Methodology/approach
We draw on longitudinal data and use a panel analysis specification to test our hypotheses.
Findings
We find that unrelated diversification destroys value; pressure-sensitive Anglo-American owners in a firm’s equity reduce unrelated diversification, whereas pressure-resistant domestic owners increase unrelated diversification; the greater the firm’s free cash flow, the greater the negative effect of pressure-sensitive Anglo-American owners on unrelated diversification.
Research limitations/implications
We contribute to corporate governance and strategy research by bringing in owners’ institutional origin as a shaper of owner preferences in particular with regards to unrelated diversification.

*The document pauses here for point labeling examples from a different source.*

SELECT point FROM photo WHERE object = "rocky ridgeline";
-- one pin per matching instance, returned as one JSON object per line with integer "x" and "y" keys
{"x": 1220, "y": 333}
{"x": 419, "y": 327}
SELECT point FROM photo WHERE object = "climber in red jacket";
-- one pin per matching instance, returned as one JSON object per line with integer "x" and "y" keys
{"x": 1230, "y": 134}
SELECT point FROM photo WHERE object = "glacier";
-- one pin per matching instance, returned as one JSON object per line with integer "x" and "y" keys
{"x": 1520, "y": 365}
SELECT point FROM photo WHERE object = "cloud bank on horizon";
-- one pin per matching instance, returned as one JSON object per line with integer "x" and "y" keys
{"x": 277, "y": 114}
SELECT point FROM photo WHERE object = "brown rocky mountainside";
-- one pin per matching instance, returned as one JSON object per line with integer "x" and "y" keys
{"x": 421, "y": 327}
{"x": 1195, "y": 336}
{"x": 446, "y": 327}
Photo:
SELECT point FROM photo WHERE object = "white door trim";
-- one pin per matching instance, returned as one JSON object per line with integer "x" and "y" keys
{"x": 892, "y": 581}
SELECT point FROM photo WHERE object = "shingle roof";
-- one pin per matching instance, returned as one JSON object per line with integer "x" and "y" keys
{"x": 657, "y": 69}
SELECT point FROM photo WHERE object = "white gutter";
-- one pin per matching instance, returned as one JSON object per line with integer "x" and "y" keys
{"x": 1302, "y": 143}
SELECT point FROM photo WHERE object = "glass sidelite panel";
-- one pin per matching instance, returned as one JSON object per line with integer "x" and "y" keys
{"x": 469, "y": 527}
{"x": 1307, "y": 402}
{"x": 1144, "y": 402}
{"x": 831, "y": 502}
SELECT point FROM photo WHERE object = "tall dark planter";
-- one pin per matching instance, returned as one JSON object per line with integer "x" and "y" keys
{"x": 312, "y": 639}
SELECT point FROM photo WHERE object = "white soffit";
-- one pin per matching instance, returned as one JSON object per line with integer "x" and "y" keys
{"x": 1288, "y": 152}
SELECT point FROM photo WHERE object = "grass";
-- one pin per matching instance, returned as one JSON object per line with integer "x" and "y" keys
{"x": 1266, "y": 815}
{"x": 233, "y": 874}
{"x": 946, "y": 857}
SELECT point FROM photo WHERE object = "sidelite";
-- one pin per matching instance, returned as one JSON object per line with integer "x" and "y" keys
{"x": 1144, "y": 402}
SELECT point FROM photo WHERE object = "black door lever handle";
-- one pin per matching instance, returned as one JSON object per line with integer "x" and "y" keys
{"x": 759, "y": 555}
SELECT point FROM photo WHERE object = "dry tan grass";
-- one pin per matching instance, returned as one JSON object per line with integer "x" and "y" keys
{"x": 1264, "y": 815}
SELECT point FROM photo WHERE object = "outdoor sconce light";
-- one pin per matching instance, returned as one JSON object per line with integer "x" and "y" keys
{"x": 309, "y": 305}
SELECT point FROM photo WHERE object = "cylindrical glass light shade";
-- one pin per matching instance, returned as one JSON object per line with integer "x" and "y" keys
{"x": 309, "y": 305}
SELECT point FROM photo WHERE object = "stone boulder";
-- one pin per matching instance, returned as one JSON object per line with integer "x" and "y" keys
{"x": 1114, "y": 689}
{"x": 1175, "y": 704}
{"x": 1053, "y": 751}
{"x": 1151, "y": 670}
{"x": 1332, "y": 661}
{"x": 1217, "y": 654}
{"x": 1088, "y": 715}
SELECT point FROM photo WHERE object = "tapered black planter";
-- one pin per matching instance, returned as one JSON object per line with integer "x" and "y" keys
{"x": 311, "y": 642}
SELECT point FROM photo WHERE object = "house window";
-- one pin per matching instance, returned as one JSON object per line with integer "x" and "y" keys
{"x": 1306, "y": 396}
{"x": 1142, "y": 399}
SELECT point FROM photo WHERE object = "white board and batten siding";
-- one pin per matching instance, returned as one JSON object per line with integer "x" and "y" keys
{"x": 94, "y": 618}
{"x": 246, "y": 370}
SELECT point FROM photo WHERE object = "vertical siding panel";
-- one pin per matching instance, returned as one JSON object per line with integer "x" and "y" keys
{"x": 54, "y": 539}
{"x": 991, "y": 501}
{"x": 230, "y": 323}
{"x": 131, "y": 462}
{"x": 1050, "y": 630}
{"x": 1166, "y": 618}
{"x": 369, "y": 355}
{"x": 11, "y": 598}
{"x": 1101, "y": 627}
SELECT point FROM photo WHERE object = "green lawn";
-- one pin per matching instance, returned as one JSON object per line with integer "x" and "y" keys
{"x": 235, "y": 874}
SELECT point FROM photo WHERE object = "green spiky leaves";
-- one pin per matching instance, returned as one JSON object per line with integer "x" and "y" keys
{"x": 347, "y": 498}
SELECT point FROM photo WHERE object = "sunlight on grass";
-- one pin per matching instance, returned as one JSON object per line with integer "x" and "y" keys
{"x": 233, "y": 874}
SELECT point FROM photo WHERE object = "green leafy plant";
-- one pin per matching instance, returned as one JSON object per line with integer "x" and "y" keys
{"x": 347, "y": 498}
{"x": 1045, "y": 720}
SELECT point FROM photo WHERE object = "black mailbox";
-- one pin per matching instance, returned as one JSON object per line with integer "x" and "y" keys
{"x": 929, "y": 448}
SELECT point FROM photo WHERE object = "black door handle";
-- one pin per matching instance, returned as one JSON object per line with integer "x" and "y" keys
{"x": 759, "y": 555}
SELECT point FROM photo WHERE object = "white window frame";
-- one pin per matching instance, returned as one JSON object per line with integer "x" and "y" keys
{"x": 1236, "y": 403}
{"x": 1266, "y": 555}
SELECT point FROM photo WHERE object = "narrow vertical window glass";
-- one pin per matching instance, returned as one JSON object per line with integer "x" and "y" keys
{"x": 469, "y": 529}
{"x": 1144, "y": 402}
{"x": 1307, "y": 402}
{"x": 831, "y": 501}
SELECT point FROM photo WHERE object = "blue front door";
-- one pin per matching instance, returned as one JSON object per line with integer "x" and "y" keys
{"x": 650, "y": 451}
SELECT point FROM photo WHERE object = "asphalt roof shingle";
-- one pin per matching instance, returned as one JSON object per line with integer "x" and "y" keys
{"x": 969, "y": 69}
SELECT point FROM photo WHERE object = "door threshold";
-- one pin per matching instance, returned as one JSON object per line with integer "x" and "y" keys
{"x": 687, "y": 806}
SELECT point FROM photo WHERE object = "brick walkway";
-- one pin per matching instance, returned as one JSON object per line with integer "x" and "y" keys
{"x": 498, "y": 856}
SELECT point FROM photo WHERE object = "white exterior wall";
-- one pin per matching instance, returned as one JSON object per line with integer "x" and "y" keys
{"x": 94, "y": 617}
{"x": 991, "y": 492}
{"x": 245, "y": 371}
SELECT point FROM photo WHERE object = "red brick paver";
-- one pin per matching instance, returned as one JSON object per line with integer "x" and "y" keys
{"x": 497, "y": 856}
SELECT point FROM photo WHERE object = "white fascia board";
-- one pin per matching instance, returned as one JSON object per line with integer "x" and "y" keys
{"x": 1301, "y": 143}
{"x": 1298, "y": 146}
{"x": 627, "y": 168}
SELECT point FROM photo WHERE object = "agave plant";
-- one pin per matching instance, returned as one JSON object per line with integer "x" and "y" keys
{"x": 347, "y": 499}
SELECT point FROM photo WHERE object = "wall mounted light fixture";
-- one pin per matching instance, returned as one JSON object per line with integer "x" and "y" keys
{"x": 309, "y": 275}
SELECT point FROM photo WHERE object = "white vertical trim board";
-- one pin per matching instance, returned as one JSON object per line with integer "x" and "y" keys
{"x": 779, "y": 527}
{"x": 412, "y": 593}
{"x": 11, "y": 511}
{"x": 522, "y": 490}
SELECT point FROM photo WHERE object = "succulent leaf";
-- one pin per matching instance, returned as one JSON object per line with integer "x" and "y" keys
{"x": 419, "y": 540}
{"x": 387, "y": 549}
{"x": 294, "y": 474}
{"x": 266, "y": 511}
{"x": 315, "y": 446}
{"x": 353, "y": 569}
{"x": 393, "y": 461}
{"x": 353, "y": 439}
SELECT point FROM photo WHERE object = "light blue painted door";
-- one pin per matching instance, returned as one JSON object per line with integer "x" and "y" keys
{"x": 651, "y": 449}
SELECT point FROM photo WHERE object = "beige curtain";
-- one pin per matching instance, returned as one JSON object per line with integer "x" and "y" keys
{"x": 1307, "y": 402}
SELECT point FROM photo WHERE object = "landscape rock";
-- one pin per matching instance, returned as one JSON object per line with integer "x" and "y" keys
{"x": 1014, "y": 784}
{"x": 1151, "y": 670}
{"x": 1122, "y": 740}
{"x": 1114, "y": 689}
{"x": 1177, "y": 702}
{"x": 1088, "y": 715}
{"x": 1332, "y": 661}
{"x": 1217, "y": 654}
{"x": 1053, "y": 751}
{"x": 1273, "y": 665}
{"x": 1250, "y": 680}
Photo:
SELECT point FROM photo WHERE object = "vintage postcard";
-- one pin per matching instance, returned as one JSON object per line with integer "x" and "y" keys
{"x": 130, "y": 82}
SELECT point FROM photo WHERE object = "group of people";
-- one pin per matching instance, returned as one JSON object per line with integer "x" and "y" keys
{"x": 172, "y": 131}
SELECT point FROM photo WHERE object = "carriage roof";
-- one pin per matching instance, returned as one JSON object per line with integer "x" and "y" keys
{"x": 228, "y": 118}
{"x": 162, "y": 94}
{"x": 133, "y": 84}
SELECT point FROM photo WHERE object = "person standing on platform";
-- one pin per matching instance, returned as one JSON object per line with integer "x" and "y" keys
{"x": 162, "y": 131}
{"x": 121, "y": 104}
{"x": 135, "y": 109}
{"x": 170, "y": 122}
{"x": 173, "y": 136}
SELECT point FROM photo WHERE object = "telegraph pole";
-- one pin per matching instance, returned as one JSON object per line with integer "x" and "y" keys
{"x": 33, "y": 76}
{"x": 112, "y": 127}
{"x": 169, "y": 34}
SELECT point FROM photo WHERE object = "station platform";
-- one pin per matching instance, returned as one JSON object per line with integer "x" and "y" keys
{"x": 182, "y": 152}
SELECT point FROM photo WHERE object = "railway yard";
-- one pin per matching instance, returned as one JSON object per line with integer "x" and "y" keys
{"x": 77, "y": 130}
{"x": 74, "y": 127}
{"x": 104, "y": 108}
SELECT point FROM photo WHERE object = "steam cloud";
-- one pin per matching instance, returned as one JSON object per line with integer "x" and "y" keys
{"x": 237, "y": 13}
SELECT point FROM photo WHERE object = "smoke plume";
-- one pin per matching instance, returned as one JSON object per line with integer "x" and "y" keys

Future research may expand our investigation to more than one home institutional context, and theorize on institutional origin effects beyond the dichotomy between Anglo-American and non-Anglo-American (not oriented toward shareholder value maximization) owners.
Practical implications
Policy makers, financial analysts, owners, and managers may want to reflect about the implications of ownership structure, as well as promoting or joining corporations with particular ownership configurations.
Social implications
A shareholder value-destroying strategy, such as unrelated diversification has adverse consequences for society at large, in terms of opportunity costs, that is, resources could be allocated to value-creating activities instead. Promoting an ownership configuration that creates value should contribute to social welfare.
Originality/value
Owners may not be exclusively driven by shareholder value maximization, but can be influenced by normative beliefs (biases) stemming from the institutional context they originate from.